Prix pour l'édition en langue française :
Prix des libraires 2006
Prix littéraire des collégiens 2006
Prix Anne-Hébert 2006 (Meilleur premier livre)
Prix Printemps des Lecteurs–Lavinal
Intrigue complexe et scintillante d'originalité, Nikolski retrace les parcours curieux et inattendus des migrations personnelles, et montre comment ils pourraient éventuellement nous ramener à la maison.
Au printemps 1989, trois jeunes gens, nés à des milliers de kilomètres les uns des autres, se détachent de leur lieu de naissance et partent à la découverte de ce qui – ou de qui – pourrait les ancrer dans leur vie. Ils laissent presque tout derrière eux, n'emportant avec eux que quelques objets de leur vie jusqu'à présent – des possessions qui se sont avérées si formatrices qu'ils ne peuvent imaginer survivre sans elles – mais aussi les souvenirs accumulés de leur propre vie et de leur histoire familiale.

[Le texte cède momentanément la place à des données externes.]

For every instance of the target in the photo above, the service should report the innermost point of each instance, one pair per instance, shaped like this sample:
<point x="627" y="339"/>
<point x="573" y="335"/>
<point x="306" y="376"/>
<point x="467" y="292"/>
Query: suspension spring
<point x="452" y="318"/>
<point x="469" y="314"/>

Noah, qui a appris à lire à l'aide de cartes routières lors de voyages nomades avec sa mère – leur maison étant une voiture familiale Bonneville de 1966 avec une caravane argentée – décide de quitter les prairies pour l'université à Montréal. Mais s'y enraciner se révèle être une expérience plus transitoire qu'il ne l'avait imaginé. Joyce, étouffée par la vie dans un village isolé de la Basse-Côte-Nord du Québec et par sa famille envahissante, fait du pouce pour Montréal, poussée par une nouvelle concernant un cyber-pirate des temps modernes et par l'esprit de ses propres ancêtres corsaires. Alors que son existence quotidienne reste étonnamment routinière – travaillant dans une poissonnerie au marché Jean-Talon, faisant les poubelles la nuit pour les nécessités – c'est sa carrière de piratage Internet qui décolle. Et puis il y a le narrateur anonyme, que nous rencontrons pour la première fois en train de vider la maison de sa mère décédée sur la Rive-Sud de Montréal, et qui décide de déménager en ville pour commencer une nouvelle vie. Là, il trouve son véritable chez-soi parmi les livres, content de passer ses journées à travailler dans une librairie d'occasion et à voyager à travers les nombreux mondes que les livres lui ouvrent.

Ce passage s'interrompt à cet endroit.